Since then, though, momentum has stalled.

To date, 16 countries have included CrAg screening in their national guidelines and drawn up plans for a program. But few have actually procured the $2 test or begun to use it in routine HIV care. And only one, Rwanda, has rolled out screening at the national level.

"Policymakers think if they just focus on HIV testing and treatment, crypto will no longer be an issue," says Klausner. "And I think that's somewhat based on denial that the systems in place are not working well enough."

Donors, too, he says, have looked the other way, focusing instead on "upstream" interventions that prevent new infections — like the development of an HIV vaccine. "Maybe they don't understand the problem, maybe they don't see the cost-effectiveness of it, I don't know," he says, "but they've dropped the ball on this."

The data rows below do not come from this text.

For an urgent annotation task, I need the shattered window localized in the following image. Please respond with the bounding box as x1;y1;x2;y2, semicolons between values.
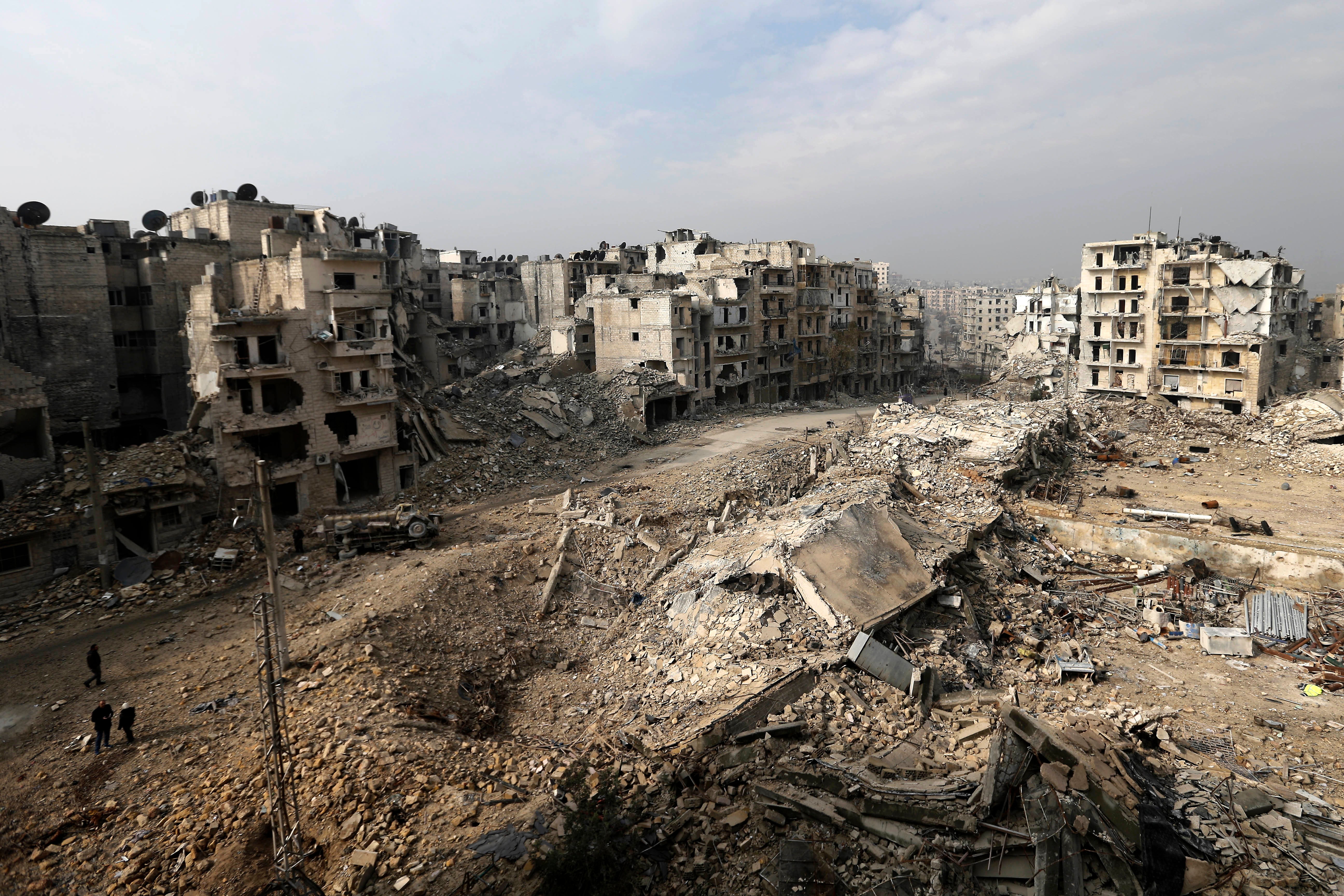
0;541;32;572
111;329;157;348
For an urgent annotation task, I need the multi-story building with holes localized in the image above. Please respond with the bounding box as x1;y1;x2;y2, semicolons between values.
188;203;418;516
1079;231;1314;414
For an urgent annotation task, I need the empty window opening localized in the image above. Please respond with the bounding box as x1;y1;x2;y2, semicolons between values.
156;506;181;529
111;329;159;348
241;423;308;464
323;411;359;445
113;510;159;559
332;454;379;502
0;407;46;459
270;482;298;517
0;541;32;572
257;336;279;364
261;379;304;414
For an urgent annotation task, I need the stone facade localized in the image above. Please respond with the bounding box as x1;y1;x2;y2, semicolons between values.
1078;231;1313;414
0;208;120;441
190;218;414;514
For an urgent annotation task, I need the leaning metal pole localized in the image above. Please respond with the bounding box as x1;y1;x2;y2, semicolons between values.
253;465;321;896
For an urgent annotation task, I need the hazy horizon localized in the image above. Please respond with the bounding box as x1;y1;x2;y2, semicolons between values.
0;0;1344;294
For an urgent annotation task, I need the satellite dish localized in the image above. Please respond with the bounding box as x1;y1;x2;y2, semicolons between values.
19;201;51;227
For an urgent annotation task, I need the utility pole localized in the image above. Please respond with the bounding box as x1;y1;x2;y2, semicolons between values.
253;548;321;896
82;416;111;590
257;461;289;672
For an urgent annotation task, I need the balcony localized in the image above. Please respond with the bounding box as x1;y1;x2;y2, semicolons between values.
1093;328;1144;342
323;289;393;312
219;361;294;379
323;339;393;357
327;383;396;407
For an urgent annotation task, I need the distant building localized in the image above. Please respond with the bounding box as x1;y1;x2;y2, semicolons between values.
1004;275;1078;360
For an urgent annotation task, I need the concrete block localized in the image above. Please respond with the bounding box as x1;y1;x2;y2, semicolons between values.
1199;626;1255;657
848;631;915;693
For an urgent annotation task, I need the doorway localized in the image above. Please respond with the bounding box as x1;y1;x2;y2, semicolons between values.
111;512;155;559
270;482;298;519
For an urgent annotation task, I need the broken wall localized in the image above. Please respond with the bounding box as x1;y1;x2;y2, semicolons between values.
0;220;118;438
1035;514;1344;591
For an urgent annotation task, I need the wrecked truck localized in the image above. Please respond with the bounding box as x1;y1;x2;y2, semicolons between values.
317;504;441;560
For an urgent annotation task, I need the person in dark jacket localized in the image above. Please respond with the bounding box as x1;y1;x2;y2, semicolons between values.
85;643;103;688
117;703;136;744
89;700;111;756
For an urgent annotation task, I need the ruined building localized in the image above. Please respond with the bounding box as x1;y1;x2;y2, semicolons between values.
0;357;55;501
188;201;419;514
0;203;242;445
1004;275;1078;360
1078;231;1335;414
519;242;645;328
960;285;1013;371
421;249;538;383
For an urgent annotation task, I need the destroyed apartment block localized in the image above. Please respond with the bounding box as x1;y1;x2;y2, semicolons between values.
1078;231;1337;414
0;437;218;599
497;400;1344;896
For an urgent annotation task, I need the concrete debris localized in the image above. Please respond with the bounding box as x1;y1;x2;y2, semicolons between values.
8;387;1344;896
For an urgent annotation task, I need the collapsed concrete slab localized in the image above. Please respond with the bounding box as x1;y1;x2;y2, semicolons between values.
793;502;933;631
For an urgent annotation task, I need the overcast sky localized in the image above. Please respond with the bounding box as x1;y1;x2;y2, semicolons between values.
0;0;1344;294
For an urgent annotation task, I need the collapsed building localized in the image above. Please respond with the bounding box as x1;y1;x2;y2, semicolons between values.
188;201;418;516
1078;231;1337;414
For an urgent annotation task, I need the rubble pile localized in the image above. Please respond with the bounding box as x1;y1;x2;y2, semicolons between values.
12;392;1344;896
0;435;211;535
408;365;720;504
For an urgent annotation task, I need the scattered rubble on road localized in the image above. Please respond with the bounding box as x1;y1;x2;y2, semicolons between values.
7;392;1344;896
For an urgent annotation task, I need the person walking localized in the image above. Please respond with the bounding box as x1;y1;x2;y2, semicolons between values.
90;700;111;756
117;703;136;744
85;643;103;693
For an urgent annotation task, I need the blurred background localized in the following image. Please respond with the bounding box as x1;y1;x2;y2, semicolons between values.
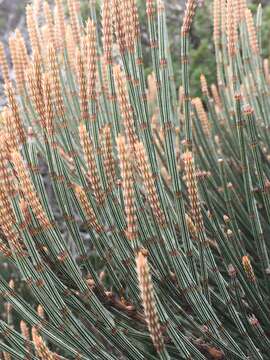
0;0;270;96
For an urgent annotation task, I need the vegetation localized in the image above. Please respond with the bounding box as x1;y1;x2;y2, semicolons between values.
0;0;270;360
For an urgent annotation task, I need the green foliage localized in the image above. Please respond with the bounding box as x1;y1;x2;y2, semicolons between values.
0;0;270;360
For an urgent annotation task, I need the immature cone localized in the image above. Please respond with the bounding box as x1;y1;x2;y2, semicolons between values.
263;59;270;83
136;251;164;352
135;142;166;226
102;0;113;64
67;0;80;44
113;65;138;147
11;151;51;228
0;42;9;83
42;73;54;136
79;124;104;203
242;255;256;283
200;74;209;96
32;327;56;360
192;98;211;138
117;136;137;240
43;1;56;47
112;0;127;53
181;0;196;35
76;49;89;122
101;125;116;188
27;52;46;128
120;0;136;52
184;151;203;235
146;0;156;18
66;24;77;71
9;30;25;94
213;0;221;46
48;44;65;119
86;20;97;100
226;0;237;56
55;0;66;50
26;5;41;54
245;9;259;55
5;83;26;144
211;84;222;109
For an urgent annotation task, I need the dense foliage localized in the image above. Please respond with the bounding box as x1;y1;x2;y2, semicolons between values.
0;0;270;360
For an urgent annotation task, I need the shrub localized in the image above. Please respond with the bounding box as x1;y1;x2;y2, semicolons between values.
0;0;270;360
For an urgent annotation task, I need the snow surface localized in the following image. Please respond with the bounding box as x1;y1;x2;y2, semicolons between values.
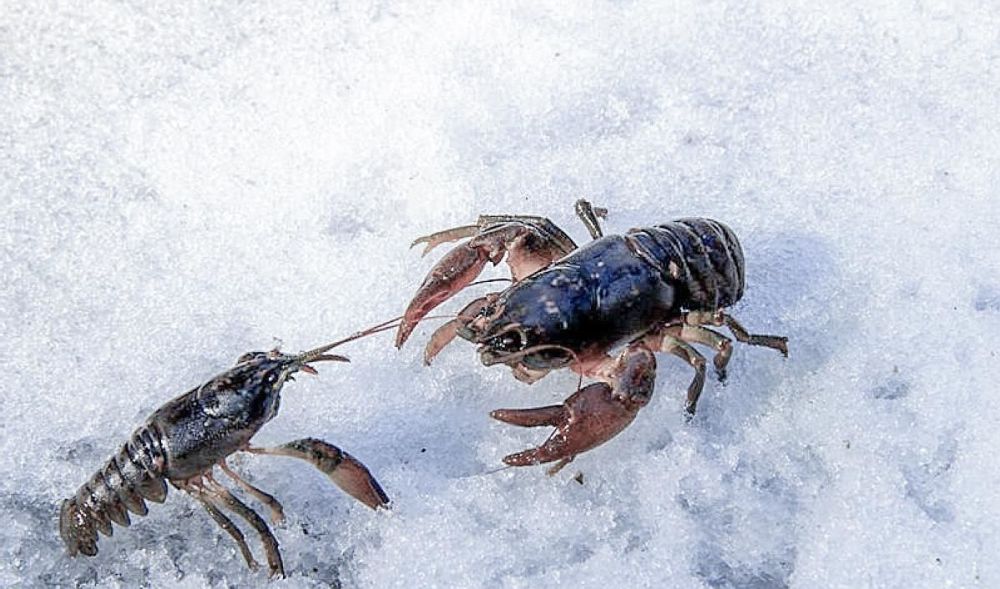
0;0;1000;588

"Even people within the field will tell you that crypto is going to go away," adds Angela Loyse, an infectious diseases researcher at St. George's University of London. "I've been hearing that since I started out in 2006. How long can you say it? To my mind, it's just not acceptable."

But Chiller is optimistic that a champion will step up.

"We think countries can sustain screening for a relatively small amount of funding," he says. "They just need the start-up money — $5 million to get it going, get people trained, get the supply chains in place. An organization that's willing to kick-start CrAg screening in these countries could make a really big difference."